Brittle was convicted of a third-offense petit larceny. The first two offenses are misdemeanors, but by the time you get to #3, youre up in the land of felonies. At trial, the prosecutor offered certified copies of not two but three priors; one in 2005 and the other two from 1997. The two copies from 97 were demonstrably inadmissible because of minor but fatal defects (such as the absence of the judges signature on one of the copies), but Brittles trial lawyer evidently neglected to object. At the close of the evidence, the same lawyer challenged the sufficiency, but made no mention of the infirmities in the copies.
And that, my loyal readers, is a waiver. As we all know, in order to preserve an issue like that for appellate review, it must be timely raised in the trial court, and the trial lawyer didnt do that. Now, on to that ends-of-justice exception.
This is a very important opinion for appellate lawyers, in that it contains a detailed explication of the ends-of-justice exception in criminal cases. The court notes that there are two components to the rule that the trial court made an error, and that a grave or manifest injustice will occur or the appellant will be denied essential rights.
That language isnt exactly a detailed recipe for easy legal analysis, but it does illustrate one point well: There has to be more than simply a demonstrable error below. Otherwise, every appeal would permit invocation of the exception, and there would be nothing left of the contemporaneous objection rule.

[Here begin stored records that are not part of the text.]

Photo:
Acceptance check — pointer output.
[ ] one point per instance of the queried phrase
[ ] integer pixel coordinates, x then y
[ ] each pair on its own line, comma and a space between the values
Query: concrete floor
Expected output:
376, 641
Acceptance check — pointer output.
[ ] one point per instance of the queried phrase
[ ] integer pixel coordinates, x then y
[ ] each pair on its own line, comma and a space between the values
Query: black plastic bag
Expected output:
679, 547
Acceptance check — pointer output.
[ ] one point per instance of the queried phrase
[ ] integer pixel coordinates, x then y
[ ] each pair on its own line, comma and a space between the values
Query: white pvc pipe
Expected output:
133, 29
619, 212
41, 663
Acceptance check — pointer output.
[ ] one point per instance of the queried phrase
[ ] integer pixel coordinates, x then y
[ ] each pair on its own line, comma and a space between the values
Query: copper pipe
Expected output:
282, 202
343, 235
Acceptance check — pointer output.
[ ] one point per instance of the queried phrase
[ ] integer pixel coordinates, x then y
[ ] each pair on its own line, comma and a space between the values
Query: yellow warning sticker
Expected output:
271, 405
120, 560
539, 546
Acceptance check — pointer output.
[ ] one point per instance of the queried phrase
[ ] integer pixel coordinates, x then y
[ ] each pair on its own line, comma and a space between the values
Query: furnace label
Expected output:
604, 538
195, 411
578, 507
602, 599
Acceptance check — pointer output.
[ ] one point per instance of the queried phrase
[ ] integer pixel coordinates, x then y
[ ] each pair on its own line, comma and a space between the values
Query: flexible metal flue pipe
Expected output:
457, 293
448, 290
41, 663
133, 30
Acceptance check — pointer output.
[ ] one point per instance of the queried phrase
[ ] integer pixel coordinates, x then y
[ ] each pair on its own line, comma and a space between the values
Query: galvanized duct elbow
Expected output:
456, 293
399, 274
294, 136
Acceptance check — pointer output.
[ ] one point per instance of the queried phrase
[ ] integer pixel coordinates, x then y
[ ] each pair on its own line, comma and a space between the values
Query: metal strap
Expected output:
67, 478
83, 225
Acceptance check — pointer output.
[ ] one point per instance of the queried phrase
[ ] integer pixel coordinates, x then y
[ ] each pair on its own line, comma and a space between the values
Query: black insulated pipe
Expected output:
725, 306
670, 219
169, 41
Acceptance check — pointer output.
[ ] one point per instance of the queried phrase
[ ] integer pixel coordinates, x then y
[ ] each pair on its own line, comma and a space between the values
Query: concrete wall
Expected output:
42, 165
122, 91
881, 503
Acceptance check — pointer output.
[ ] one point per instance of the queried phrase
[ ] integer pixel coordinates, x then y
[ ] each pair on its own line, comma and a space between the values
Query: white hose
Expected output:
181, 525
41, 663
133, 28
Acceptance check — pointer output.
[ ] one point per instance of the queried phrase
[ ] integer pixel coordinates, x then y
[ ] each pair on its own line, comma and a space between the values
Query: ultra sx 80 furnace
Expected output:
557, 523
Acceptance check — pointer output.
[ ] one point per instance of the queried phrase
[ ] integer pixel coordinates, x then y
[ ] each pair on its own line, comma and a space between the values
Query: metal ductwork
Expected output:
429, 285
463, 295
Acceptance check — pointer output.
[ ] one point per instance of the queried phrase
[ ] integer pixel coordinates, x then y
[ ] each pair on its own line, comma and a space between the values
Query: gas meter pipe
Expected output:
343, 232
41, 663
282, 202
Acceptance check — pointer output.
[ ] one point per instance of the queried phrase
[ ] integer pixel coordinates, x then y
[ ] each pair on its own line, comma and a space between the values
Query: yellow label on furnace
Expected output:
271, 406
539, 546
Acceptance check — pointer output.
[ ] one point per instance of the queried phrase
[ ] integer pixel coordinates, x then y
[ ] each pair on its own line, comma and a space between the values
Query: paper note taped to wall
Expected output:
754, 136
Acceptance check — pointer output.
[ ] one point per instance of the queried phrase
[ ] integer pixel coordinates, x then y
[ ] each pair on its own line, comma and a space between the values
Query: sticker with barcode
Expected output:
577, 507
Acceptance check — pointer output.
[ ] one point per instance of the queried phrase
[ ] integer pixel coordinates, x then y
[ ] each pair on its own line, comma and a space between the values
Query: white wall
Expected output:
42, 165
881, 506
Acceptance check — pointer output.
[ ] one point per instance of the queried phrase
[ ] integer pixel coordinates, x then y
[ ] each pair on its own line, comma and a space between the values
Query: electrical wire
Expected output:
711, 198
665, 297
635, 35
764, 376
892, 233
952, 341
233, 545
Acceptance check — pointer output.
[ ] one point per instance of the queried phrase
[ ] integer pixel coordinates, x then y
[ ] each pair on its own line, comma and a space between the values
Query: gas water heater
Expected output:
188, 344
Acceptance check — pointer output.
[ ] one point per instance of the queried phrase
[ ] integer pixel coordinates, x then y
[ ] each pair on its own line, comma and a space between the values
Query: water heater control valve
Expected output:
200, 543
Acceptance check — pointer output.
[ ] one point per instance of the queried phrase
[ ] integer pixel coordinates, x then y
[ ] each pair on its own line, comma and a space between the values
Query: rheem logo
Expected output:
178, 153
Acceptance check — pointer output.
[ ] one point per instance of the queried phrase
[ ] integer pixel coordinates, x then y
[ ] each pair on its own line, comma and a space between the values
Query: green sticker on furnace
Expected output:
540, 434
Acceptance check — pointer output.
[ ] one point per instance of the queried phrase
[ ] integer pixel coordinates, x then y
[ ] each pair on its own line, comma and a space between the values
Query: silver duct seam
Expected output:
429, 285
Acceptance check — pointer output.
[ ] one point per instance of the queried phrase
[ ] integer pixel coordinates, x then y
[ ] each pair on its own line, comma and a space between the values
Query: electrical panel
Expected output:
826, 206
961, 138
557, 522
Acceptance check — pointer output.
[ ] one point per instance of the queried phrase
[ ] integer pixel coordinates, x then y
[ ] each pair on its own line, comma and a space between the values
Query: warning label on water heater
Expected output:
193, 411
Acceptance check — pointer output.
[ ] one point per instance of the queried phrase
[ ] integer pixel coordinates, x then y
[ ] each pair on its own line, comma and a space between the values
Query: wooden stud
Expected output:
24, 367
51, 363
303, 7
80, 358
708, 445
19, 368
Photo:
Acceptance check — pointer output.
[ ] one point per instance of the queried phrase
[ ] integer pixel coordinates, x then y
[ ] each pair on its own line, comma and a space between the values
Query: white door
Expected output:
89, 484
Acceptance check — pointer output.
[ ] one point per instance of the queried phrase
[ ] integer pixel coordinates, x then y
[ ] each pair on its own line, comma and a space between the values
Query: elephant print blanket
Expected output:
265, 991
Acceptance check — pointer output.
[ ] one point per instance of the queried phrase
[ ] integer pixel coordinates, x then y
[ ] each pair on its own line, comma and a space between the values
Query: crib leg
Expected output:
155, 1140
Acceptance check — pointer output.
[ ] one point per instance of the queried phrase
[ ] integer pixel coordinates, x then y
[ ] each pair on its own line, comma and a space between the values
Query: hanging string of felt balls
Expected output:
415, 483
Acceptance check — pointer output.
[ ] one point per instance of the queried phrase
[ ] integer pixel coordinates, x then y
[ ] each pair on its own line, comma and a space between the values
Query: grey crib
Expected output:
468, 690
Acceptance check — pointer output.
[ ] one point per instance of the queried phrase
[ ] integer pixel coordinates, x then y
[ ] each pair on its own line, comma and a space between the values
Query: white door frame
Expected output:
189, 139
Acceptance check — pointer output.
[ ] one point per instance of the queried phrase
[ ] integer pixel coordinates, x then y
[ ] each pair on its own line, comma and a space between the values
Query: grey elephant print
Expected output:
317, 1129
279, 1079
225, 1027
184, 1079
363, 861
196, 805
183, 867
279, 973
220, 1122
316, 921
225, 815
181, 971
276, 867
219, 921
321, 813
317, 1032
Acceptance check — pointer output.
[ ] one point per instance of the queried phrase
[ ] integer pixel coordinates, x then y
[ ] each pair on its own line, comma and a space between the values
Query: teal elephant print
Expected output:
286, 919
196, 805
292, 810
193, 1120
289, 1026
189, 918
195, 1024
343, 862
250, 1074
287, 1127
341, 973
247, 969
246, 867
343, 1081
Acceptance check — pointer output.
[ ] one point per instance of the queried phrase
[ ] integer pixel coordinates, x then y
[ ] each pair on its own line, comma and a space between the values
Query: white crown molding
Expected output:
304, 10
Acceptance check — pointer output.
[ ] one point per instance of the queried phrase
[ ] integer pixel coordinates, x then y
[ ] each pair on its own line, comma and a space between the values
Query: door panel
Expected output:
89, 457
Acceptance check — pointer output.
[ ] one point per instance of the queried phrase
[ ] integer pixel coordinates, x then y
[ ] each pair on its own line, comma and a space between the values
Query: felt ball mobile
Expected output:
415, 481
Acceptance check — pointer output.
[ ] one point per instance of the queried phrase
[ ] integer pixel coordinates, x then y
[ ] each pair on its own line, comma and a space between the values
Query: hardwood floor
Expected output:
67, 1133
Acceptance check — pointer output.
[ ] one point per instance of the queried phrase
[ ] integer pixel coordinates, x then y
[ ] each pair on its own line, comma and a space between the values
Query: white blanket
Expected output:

The court examines prior caselaw on this exception, and comes up with several helpful criteria. The appellant has to prove more than just that the prosecution failed to prove an element of the offense. Manifest injustice includes convicting someone of conduct that isnt an offense at all; it also includes a case in which the trial court instructed the jury on three of the necessary elements of the offense, but not the fourth. This is a different animal from the usual sufficiency analysis; the court is looking for things like evidence of actual innocence in the record. Under such circumstances, an appellant might expect a review on the merits of his otherwise-defaulted arguments.
That doesnt happen here. The defects in the copies didnt render Brittle actually innocent. Indeed, there was other evidence, albeit indirect, in the record to support those convictions. (In the 2005 conviction, Brittles pleaded guilty to second-offense larceny. That wouldnt cut it in a sufficiency analysis, but in this context, it helps to defeat Brittles claim, since its a judicial admission that he has a prior conviction.) In the end, the court declines to apply the exception, and affirms the conviction because Brittles objections to the conviction records have been (cue the ominous music) procedurally defaulted.